Brian reached across the console and took her hand. His grip was warm and steady, an anchor in the dark.
"Thank you for telling me," he said. "I know that wasn't easy."
"I should have told you sooner. When I first saw the man at the fair."
"You told me when you were ready. That's what matters." He squeezed her hand. "We'll figure this out. Together."
Together. The word wrapped around her like a blanket, warm and safe.
They sat there for a long moment, hands intertwined, watching the motion lights flicker against the dark. Whatever was coming, they'd face it side by side.
And for the first time in longer than she could remember, Tessa didn't feel alone.
Chapter Eight
Brian couldn't stop thinking about what Tessa had told him.
A stalker. Someone who'd followed her, threatened her, made her afraid in her own city. Someone who might still be out there, might have followed her here to this quiet corner of South Carolina, where she'd come to heal.

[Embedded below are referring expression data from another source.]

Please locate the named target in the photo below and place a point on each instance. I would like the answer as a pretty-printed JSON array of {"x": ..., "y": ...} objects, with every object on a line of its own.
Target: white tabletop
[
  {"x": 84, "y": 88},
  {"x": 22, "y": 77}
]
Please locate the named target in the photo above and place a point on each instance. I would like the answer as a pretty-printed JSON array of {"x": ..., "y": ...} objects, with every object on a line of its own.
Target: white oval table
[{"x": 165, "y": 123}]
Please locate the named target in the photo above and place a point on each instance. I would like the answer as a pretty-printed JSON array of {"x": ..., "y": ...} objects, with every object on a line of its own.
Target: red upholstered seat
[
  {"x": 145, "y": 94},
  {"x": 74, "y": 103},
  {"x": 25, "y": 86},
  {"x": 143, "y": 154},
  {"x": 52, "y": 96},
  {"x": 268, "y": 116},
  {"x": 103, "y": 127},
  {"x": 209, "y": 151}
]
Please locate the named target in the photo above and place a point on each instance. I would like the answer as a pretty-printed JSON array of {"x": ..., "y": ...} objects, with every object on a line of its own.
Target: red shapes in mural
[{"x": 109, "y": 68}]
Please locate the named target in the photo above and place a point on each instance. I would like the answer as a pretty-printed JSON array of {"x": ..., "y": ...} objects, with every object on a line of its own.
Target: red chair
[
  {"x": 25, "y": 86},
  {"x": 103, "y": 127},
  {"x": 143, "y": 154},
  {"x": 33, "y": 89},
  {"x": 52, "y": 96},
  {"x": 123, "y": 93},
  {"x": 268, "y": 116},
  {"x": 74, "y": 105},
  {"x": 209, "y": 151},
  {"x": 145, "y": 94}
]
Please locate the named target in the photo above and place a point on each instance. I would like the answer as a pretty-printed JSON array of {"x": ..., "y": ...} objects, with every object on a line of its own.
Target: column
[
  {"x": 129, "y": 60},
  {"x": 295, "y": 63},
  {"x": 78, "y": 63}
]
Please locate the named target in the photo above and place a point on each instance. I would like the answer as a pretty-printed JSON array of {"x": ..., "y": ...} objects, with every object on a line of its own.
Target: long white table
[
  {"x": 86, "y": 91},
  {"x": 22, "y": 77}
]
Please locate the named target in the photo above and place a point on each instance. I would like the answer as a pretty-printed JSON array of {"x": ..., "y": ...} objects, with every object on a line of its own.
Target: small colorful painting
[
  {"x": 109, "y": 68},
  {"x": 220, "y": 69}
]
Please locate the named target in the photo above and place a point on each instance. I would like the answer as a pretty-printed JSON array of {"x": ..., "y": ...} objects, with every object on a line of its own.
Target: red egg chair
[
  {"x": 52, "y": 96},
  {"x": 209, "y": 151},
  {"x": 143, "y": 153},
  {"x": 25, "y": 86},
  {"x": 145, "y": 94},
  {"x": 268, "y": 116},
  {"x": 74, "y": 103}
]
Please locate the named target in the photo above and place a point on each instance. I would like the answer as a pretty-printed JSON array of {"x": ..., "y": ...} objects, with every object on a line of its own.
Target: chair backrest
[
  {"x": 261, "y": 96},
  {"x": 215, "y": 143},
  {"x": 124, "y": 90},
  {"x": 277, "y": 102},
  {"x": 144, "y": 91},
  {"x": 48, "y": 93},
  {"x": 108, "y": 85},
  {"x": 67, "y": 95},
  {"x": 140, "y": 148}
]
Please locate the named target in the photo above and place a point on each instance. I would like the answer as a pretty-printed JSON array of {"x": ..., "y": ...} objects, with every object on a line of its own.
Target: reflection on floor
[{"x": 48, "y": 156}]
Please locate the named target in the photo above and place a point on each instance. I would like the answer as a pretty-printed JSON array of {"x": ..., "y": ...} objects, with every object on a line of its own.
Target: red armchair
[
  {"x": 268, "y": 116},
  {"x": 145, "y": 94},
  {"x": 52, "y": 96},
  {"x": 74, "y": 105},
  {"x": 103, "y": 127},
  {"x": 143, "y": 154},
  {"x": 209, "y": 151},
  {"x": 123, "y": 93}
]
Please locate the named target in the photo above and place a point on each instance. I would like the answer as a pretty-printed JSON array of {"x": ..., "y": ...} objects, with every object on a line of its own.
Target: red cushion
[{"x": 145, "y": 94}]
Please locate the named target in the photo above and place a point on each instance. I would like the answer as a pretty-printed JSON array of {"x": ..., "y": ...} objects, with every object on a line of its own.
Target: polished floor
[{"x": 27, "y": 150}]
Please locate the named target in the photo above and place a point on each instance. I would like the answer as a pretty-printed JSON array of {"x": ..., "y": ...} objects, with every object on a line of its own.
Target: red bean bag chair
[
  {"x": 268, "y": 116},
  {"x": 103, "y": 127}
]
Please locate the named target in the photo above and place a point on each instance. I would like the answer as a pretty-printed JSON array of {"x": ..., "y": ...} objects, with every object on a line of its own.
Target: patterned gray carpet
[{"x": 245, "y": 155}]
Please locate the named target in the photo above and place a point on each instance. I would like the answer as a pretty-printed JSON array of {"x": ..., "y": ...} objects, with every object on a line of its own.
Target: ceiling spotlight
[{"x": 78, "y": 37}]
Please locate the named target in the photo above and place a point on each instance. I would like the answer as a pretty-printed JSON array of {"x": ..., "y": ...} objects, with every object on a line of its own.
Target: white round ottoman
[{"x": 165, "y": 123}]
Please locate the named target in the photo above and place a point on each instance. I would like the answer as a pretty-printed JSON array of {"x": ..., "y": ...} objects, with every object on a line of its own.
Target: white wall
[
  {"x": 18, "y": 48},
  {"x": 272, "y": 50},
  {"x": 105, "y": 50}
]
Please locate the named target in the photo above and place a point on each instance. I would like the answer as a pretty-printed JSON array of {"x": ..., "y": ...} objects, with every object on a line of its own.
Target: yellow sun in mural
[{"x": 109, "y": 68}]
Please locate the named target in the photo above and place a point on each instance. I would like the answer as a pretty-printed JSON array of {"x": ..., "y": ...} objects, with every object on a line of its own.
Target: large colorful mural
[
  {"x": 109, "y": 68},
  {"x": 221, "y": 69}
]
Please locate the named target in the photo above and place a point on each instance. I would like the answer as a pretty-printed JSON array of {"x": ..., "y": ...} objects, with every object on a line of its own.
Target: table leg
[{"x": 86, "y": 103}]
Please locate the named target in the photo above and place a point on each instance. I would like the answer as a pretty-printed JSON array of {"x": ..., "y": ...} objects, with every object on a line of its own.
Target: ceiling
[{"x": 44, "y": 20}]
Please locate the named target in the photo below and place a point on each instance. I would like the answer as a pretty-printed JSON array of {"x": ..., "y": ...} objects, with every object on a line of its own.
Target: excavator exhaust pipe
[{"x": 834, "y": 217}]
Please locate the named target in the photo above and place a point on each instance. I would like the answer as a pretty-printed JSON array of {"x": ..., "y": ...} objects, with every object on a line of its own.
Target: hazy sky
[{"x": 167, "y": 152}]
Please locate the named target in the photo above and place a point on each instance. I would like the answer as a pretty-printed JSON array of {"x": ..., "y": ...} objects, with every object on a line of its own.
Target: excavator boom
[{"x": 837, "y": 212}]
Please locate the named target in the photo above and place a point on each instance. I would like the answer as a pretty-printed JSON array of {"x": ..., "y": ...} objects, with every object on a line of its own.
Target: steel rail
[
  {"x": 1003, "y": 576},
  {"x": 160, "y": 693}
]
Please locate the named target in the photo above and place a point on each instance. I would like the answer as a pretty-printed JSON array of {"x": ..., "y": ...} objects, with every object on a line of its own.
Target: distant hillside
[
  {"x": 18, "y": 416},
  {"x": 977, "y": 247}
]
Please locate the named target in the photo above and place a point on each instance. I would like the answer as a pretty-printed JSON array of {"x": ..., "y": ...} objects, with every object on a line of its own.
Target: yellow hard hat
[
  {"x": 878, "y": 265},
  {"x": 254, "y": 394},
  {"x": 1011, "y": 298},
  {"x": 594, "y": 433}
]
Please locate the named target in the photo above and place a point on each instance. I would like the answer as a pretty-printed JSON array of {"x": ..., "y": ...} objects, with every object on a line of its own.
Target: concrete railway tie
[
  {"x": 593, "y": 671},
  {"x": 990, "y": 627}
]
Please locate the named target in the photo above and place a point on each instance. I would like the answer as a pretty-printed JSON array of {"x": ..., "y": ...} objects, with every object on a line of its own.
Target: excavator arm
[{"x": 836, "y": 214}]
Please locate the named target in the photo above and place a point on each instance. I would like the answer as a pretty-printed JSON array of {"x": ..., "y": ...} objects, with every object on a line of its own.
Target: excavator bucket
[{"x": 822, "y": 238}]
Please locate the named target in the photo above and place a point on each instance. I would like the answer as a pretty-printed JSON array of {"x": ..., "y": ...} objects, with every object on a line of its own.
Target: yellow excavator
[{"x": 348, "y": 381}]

He lay awake long after they'd said goodnight, staring at the ceiling and listening to the sounds of the cottage settling around him. The motion lights hadn't triggered since they'd gotten home. No footprints in the morning, no gray caps lurking at the edge of crowds. Maybe it was nothing. Maybe the man at the fair was just a tourist with bad social skills, and the footprints belonged to some kid taking a shortcut through the woods.
But Brian didn't believe in coincidences. And he couldn't shake the image of Tessa's face when she'd told him about the notes on her car, the calls at all hours. The way her voice had gone flat and careful, like she was reciting facts instead of reliving trauma.

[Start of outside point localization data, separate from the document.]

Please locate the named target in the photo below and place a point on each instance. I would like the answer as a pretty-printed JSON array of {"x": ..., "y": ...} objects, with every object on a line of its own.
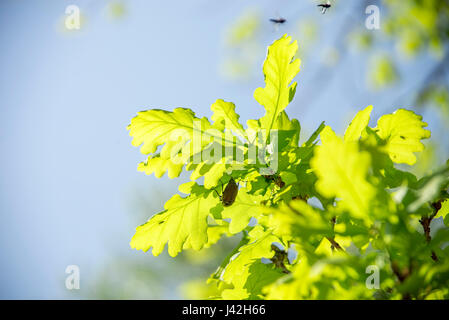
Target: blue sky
[{"x": 68, "y": 171}]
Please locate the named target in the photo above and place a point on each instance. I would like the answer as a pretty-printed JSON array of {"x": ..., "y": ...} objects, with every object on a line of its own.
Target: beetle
[{"x": 229, "y": 194}]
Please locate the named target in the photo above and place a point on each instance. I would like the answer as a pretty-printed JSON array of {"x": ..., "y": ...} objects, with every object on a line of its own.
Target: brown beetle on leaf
[{"x": 229, "y": 194}]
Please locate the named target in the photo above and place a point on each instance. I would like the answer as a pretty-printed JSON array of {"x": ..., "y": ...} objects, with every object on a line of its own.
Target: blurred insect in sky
[
  {"x": 324, "y": 6},
  {"x": 277, "y": 22}
]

She'd learned to protect herself by shutting down. He recognized the strategy. He'd used it himself, back when the weight of the job had started crushing him.

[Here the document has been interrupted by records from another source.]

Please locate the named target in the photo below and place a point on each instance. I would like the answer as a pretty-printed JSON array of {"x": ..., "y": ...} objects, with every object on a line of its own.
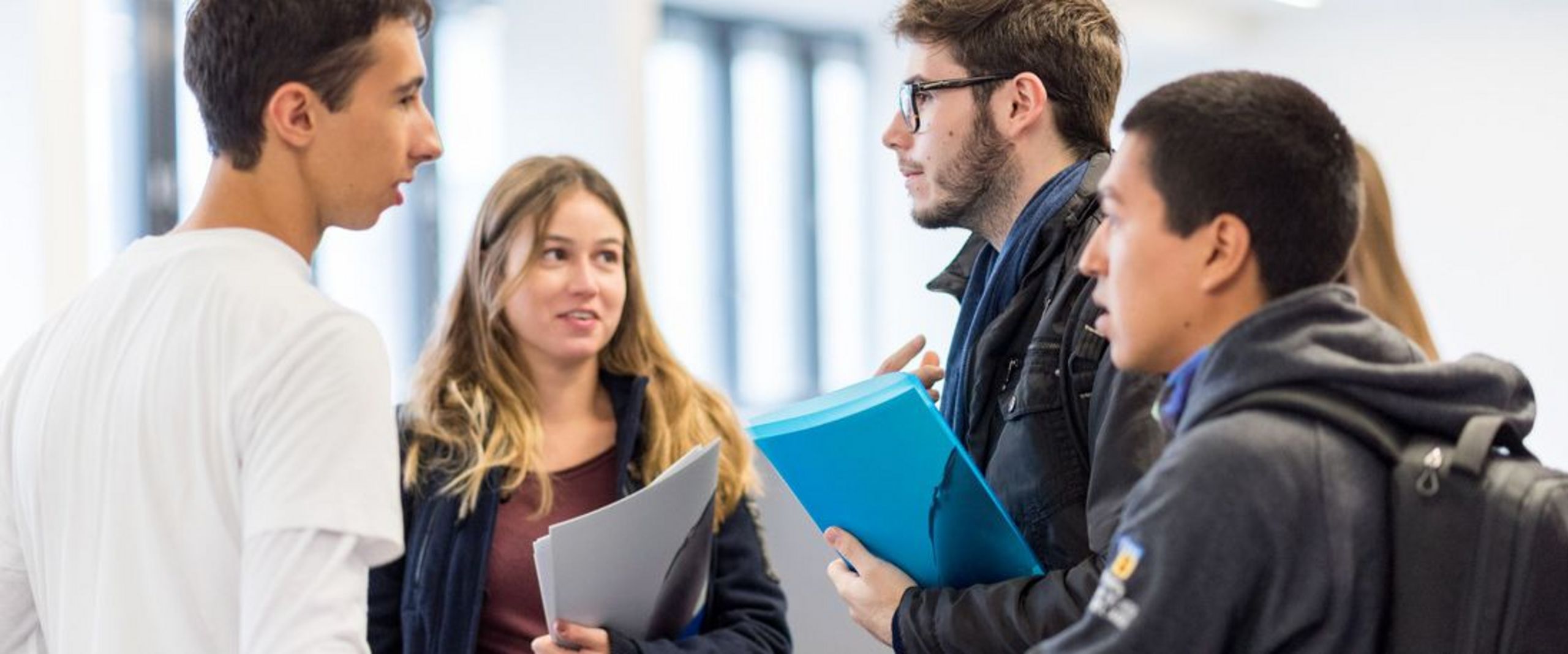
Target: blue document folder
[{"x": 878, "y": 460}]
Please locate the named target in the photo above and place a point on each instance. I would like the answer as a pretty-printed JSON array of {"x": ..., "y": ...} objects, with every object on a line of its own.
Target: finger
[
  {"x": 852, "y": 549},
  {"x": 929, "y": 375},
  {"x": 902, "y": 358},
  {"x": 584, "y": 637},
  {"x": 841, "y": 576}
]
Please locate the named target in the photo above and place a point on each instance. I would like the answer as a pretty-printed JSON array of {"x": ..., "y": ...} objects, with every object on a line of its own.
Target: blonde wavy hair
[
  {"x": 474, "y": 410},
  {"x": 1374, "y": 267}
]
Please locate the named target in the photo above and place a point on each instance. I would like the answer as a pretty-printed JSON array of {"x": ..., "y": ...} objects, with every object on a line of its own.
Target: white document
[{"x": 639, "y": 565}]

By the time dawn crept through his window, he'd made a decision. He couldn't control whether someone was watching Tessa, but he could make sure she wasn't alone when she left the cottage. He could be there. He could pay attention.
It wasn't much. But it was something.
The farmer's market was in full swing by the time they reached town. Tessa had wanted to go, and Brian had offered to drive her without making it obvious that he didn't want her walking alone. She'd given him a look that said she knew exactly what he was doing, but she hadn't argued.
Small victories.
The market sprawled across the green near the harbor, white tents and folding tables laden with produce, baked goods, handmade soaps, and everything in between. The smell of fresh peaches hung in the air, sweet and heavy, mixing with coffee from the Harbor Bean cart and something savory from a food truck at the far end.
Brian watched Tessa move through the stalls, her face open and curious in a way it hadn't been when she'd first arrived. She stopped to smell a bundle of lavender, chatted with a woman selling honey, picked up a peach, and held it to her nose with an expression of pure pleasure.
She was beautiful. He'd known it from the first moment she'd walked into his cottage, but it hit him differently now. Not just the symmetry of her features or the way her blonde curls caught the sunlight. It was the way she engaged with the world when she let her guard down. The way she laughed at something the honey vendor said, throwing her head back, her whole face transforming.
He was in trouble. He knew it. He just didn't know what to do about it.
A commotion near the produce stalls pulled his attention. Raised voices, the kind that cut through the pleasant hum of market chatter. He scanned the crowd and found the source: a man in a grease-stained cap, arguing with one of the vendors over something Brian couldn't make out.